1.1.2 coating of Vitronect Petri dishes
Vitronectin (Life technologies) was diluted to 5. mu.g/mL with DMEM/F12, added to the dishes to be coated in the amounts shown in Table 1, incubated at 37 ℃ for 1-2h or overnight at 4 ℃ taking care not to dry the dishes during the incubation period, and the media was discarded from the inoculated cells at the time of use.
TABLE 1 amount of PLO, Lamin or Vitronecin required to coat the dishes
Culture dish specification | Growth area (cm)2) | Amount added (mL) |
6 orifice plate | 10cm2/well | 1mL/well |
12-hole plate | 4cm2/well | 0.4mL/well |
24-hole plate | 2cm2/well | 0.2mL/well |
35mm culture dish | 10cm2 | 1mL |
60mm culture dish | 20cm2 | 2mL |
100mm culture dish | 60cm2 | 6mL |
1.2 basal complete Medium consisting of
Basal medium (volume ratio): 50% DMEM/F12medium and 50% Neurobasal medium.
The nutrient additive comprises the following components: the nutritional additive comprises the following components in percentage by weight: 10mg/L of human insulin, 50mg/L of vitamin C, 50mg/L of glutathione, 1mg/L of linolenic acid, 20mg/L, N mu M of carnitine-acetylcysteine, 5mg/L of ethanolamine and 1mg/L of linoleic acid.

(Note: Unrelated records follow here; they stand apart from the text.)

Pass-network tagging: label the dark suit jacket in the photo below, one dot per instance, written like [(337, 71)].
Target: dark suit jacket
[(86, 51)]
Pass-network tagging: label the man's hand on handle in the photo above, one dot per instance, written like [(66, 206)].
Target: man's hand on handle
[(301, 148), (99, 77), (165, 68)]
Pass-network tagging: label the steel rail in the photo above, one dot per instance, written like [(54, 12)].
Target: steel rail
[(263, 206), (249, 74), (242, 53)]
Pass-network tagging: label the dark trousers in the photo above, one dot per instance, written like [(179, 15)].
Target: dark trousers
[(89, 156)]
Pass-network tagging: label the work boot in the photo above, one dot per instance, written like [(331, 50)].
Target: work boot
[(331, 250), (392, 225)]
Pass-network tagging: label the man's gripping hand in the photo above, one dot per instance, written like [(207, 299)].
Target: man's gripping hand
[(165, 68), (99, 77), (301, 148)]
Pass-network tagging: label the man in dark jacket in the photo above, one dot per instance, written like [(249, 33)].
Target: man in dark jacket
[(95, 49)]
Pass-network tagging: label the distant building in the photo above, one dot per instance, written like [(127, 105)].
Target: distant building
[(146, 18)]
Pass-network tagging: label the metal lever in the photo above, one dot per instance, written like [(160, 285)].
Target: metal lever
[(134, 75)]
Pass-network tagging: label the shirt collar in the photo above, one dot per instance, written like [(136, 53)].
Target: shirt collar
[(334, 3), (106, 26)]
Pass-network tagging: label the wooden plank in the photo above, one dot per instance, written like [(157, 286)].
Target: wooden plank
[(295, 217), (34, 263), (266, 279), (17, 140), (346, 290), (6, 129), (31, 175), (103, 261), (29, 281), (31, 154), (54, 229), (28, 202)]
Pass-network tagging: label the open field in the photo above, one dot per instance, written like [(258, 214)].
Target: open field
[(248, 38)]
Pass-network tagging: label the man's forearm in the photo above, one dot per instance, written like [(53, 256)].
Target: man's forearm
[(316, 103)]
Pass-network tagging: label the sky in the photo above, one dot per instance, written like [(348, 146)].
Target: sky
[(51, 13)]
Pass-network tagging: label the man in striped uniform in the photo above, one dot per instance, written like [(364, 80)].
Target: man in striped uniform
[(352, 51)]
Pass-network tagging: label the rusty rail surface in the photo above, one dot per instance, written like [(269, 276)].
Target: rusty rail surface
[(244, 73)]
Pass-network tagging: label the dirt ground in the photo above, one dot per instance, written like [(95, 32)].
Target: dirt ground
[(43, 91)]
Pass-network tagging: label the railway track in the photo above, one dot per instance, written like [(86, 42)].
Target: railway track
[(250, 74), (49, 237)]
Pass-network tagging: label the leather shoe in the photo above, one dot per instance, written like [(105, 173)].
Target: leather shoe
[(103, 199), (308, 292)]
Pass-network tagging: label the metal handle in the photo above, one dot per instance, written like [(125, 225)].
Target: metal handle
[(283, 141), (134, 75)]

1.3 pluripotent Stem cell culture solution
E8 culture solution
1.4 acquisition of human pluripotent Stem cells
1.4.1 Resuscitation of human pluripotent Stem cells
1) Preparing DMEM/F12 with the volume 10 times that of the frozen stock solution in a 15mL centrifuge tube in advance;
2) taking out the cells from the liquid nitrogen, and rapidly shaking and melting the cells in a water bath kettle at 37 ℃;
3) the cells from the frozen tube were transferred to DMEM/F12 prepared in advance, centrifuged at 0.4 Xg for 3min, the supernatant was discarded, the cells were resuspended in E8 medium preheated at 37 ℃ and seeded into a Petri dish coated with Vitronectin.
Note that: to increase cell viability, 10 μ M Y27632 can be added to the culture broth.

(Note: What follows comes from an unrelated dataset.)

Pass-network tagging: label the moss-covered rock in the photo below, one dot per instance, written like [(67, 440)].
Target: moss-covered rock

1.4.2 passages of human pluripotent Stem cells
When the colony of the human pluripotent stem cells is large enough or when the confluency of the human pluripotent stem cells reaches 90%, subculture is required, the general passage ratio is 1:6-1:10, and the passage ratio of different cell lines is different.

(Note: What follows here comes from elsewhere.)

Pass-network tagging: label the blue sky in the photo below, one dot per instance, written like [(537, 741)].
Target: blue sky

Note that: all liquids used for passaging required preheating at 37 ℃.
1) Discarding the old culture medium, and washing with PBS without calcium and magnesium;
2) adding appropriate amount of 0.5mM EDTA, and digesting at 37 deg.C for 3 min;
3) EDTA was carefully discarded and gently washed once with DMEM/F12;
4) the cells were resuspended in E8 medium and plated onto previously Vitronectin-coated petri dishes.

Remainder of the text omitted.